Main Outcomes and Measures
The main outcome was development of POAG. The Kaplan-Meier method was used to calculate the cumulative incidence of POAG, and the incidence rate of POAG was estimated using a Poisson regression. A Cox proportional hazards regression model was used to investigate associations between RA and risk of POAG.
Results
Among 10 245 participants, 7490 (73.1%) were women, and the mean (SD) age was 67.70 (4.84) years. A total of 2049 patients with incident seropositive RA and 8196 time-dependent, propensity score–matched, risk-set controls were included. POAG developed in 86 of 2049 patients with RA and 254 of 8196 matched controls. The cumulative incidence of POAG was higher in the RA cohort than in the matched controls. In the RA cohort, the incidence rate of POAG was 981.8 cases per 100 000 person years (95% CI, 794.3-1213.7 cases per 100 000 person years), whereas in the matched controls, the incidence rate was 679.5 cases per 100 000 person years (95% CI, 600.8-768.3 cases per 100 000 person years). Patients with RA were more likely to develop POAG than the matched controls (hazard ratio [HR], 1.44; 95% CI, 1.13-1.84). Increased POAG risk in the RA cohort was predominantly observed 2 years into the follow-up period (HR, 1.83; 95% CI, 1.28-2.61) and in those aged 75 years or older (HR, 2.12; 95% CI, 1.34-3.35).
Conclusions and Relevance
These findings suggest that RA is associated with a higher risk of developing POAG, especially within 2 years after diagnosis or among patients aged 75 years or older. There may be a common pathophysiological pathway between RA and POAG that is possibly immune mediated, and the nature of this association warrants further investigation.

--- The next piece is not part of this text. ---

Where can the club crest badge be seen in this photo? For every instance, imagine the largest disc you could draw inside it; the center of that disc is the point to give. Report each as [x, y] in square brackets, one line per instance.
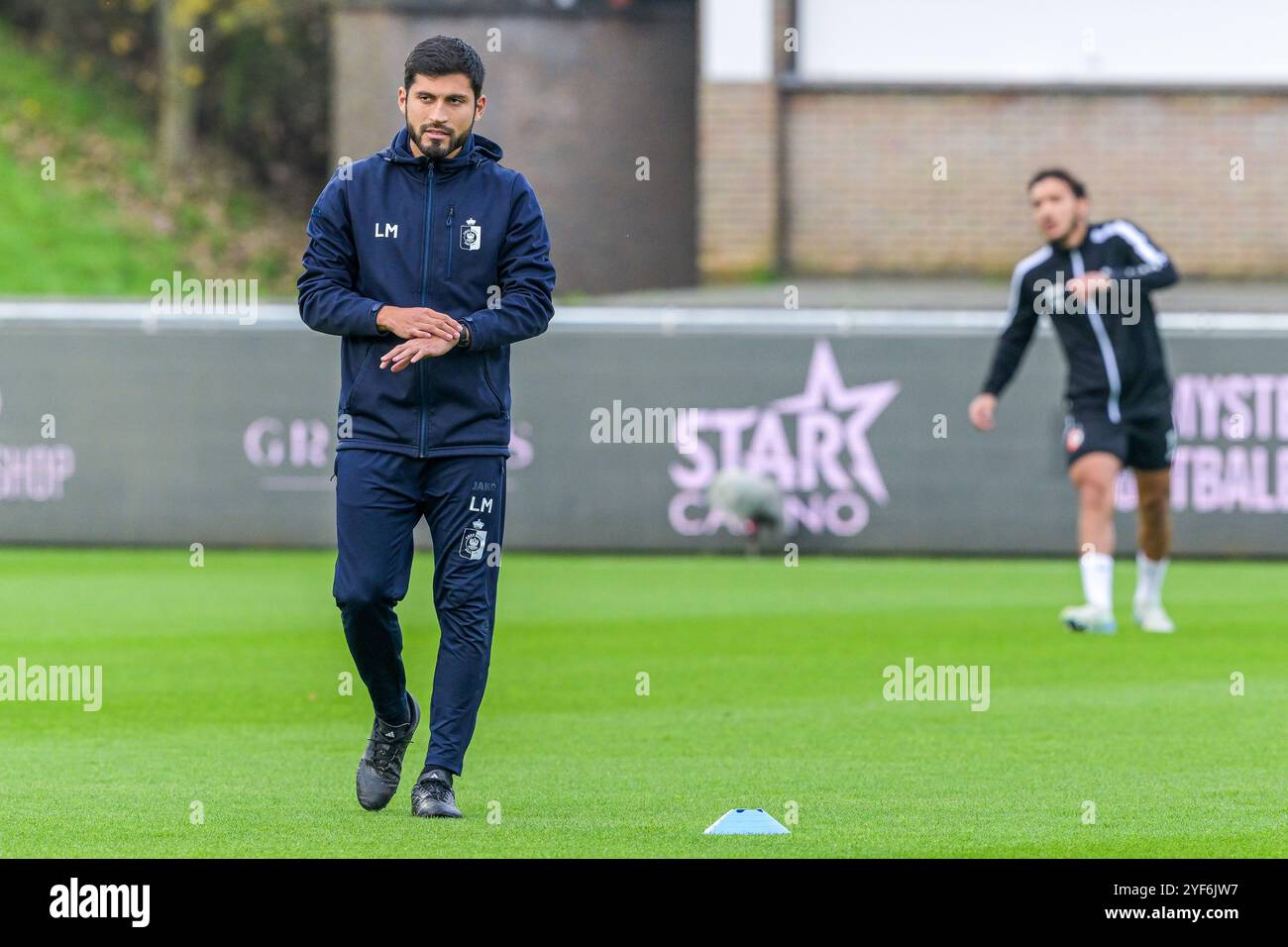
[472, 235]
[473, 540]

Rheumatoid arthritis (RA) is a progressive, inflammatory, autoimmune disease characterized by articular and extra-articular involvement.1 Several factors, including autoantibodies, immune complexes, T cell–mediated antigen-specific responses, and T cell–independent cytokine networks, are involved in the pathogenesis of RA.2
Glaucoma is a leading cause of irreversible blindness,3,4 and older patients with glaucoma are more likely to have visual impairment,5 visual field defects increasing the likelihood of falls,6,7 and visual field progression associated with cognitive decline.8 Thus, finding pathogenic components for glaucoma in older adults is very important from a clinical and public health perspective.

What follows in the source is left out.